Manejo de errores de codificación al leer XML con PHP

I'm using XMLReader to parse XML from a 3rd party. The files are supposed to be UTF-8, but I'm getting this error:

parser error : Input is not proper UTF-8, indicate encoding !

Bytes: 0x11 0x72 0x20 0x41 in C:\file.php on line 166

Looking at the XML file in notepad++ it's clear what's causing this: there is a control character DC1 contained in the problematic line.

The XML file is provided by a 3rd party who I cannot reliably get to fix this/ensure it doesn't happen in the future. Could someone recommend a good way of dealing with this? I'd like to just do away with the control character -- in this particular case just deleting it from the XML file is fine -- but am concerned that always doing this could lead to unforeseen problems down the road. Thanks.

preguntado el 27 de agosto de 11 a las 15:08

Having code point U+0011, DEVICE CONTROL ONE, or Control-R, in a UTF-8 stream is not illegal or even improper UTF-8. That’s a perfectly valid code point as far as Unicode is concerned. XML may be a different story. -

Usted puede beneficiarse de esta Q&A -

3 Respuestas

Why can't the 3rd party reliably fix this issue? If they have illegal characters in their XML, I would wager that it's a valid issue.

Having said that, why not just remove the character before you parse it using str_replace?

Respondido 27 ago 11, 19:08

The 3rd party is a massive company providing the XML via an RSS feed and emailing them yielded a generic "we'll get back to you". Further, if they made this mistake once then I'd like to error on the cautious side and assume it could happen again, regardless of what they said. - The Mythical Bird

Ah, I see (and agree regarding the forward thinking). Would str_replace work for you pre-parse? - Demian Brecht

Using str_replace (or the like) is an option. But I don't know a lot about unicode and am not sure of how many potentially problematic characters there are like this one. If there's a lot, efficiency might become an issue since the XML files are large (>100 mb). - The Mythical Bird

Alternatively, you could implement your own parser and strip the characters as each line is parsed (illegal characters stored in an array). You're kinda bound to the overhead either way unless the company's willing to fix their bug.. - Demian Brecht

Puedes usar str_replace() provided that the string is IMPORTANTE UTF-8. Note that str_replace() will then work with byte offsets, so you are no longer dealing with PHP strings but with byte strings.

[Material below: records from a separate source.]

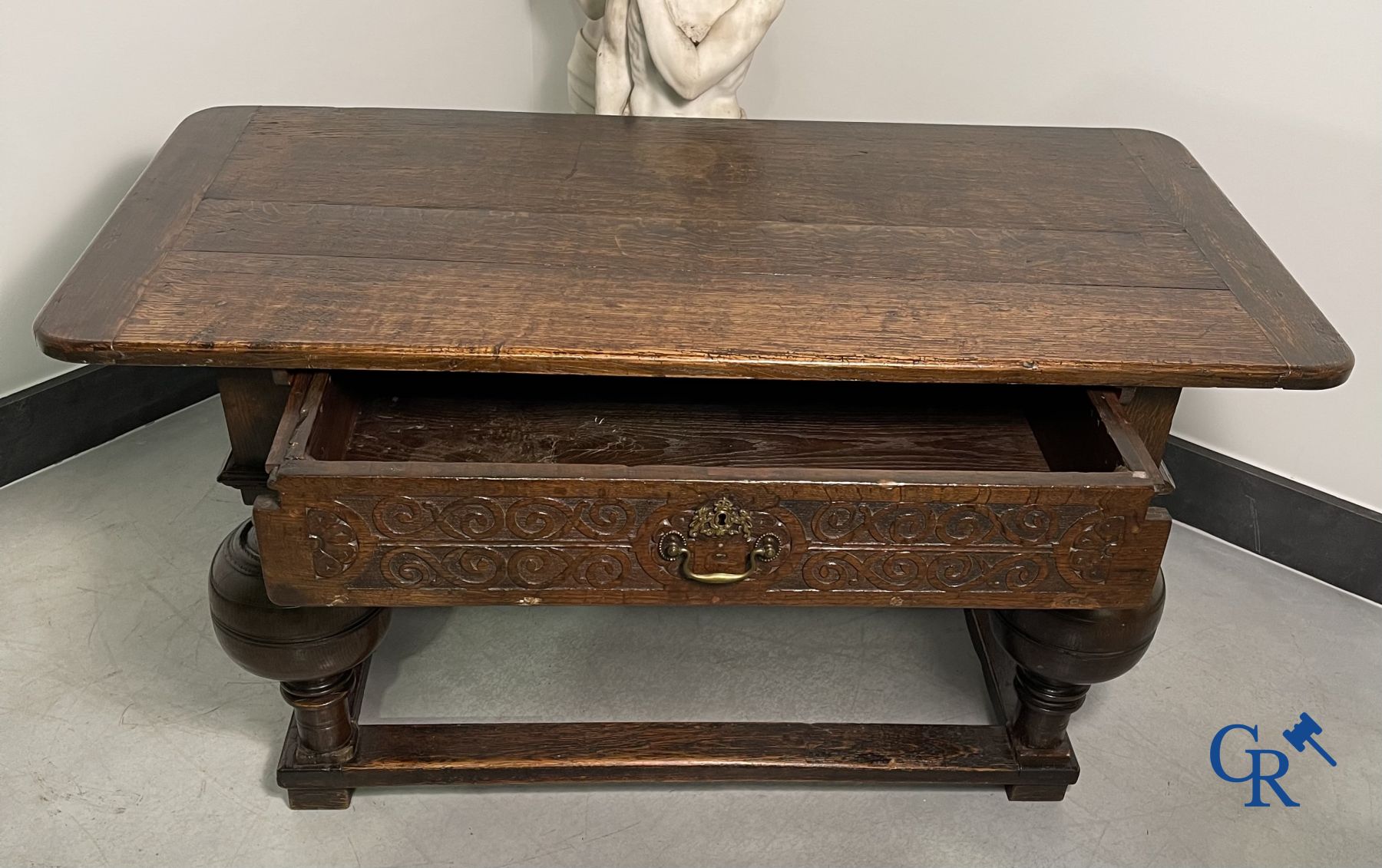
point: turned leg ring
(312, 652)
(1060, 652)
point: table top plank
(487, 241)
(561, 319)
(703, 246)
(792, 172)
(1314, 351)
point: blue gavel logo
(1298, 737)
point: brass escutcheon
(716, 521)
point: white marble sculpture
(679, 58)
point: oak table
(499, 358)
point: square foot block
(318, 799)
(1036, 792)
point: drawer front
(362, 541)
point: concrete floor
(127, 738)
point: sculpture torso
(651, 94)
(682, 58)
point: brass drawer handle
(673, 548)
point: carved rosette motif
(939, 548)
(538, 543)
(506, 542)
(333, 540)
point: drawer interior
(642, 422)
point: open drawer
(448, 490)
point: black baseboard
(88, 407)
(1321, 535)
(1331, 540)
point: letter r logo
(1255, 774)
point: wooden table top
(484, 241)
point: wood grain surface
(483, 241)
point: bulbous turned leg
(1059, 654)
(312, 652)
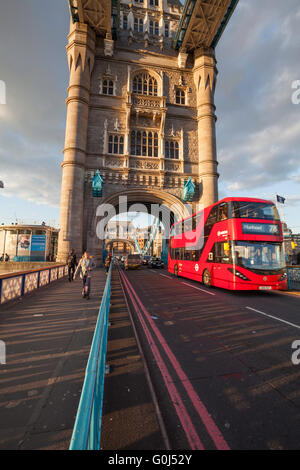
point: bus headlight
(238, 274)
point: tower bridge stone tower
(140, 107)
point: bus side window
(222, 212)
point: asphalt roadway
(220, 361)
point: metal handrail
(87, 428)
(17, 284)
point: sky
(258, 127)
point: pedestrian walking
(72, 262)
(85, 267)
(107, 262)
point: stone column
(205, 73)
(81, 56)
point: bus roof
(226, 199)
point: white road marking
(198, 288)
(274, 318)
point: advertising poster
(38, 246)
(24, 241)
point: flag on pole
(280, 199)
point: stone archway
(166, 206)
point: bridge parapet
(17, 284)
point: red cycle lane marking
(189, 429)
(206, 418)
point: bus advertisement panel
(235, 244)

And there is the rub: if your 3rd party includes random whitespace and control characters that serve no purpose in XML, you might as well assume they eventually break UTF-8. So you can't use str_replace() with confidence (only in good faith) until you have ascertained that their current dump of the day is not entirely useless.

Maybe you could take a shortcut and stuff it in a libxml DOMDocument object and suppress errors with @, leaving the libxml library to deal with errors. Something like:

$doc = new DOMDocument();
if(@$doc->loadXML($raw_string)) {
  // document is loaded. time to normalize() it.
else {
  throw new Exception("This data is junk");

Respondido 27 ago 11, 20:08

Why are you and the third party exchanging data in XML? Presumably both parties expect to get some benefits by using XML rather than some random proprietary format. If you allow them to get away with generating bad XML (I prefer to call it non-XML), then neither party is getting these benefits. It's in their interests to mend their ways. Try to convince them of this.

Respondido 28 ago 11, 00:08

No es la respuesta que estás buscando? Examinar otras preguntas etiquetadas or haz tu propia pregunta.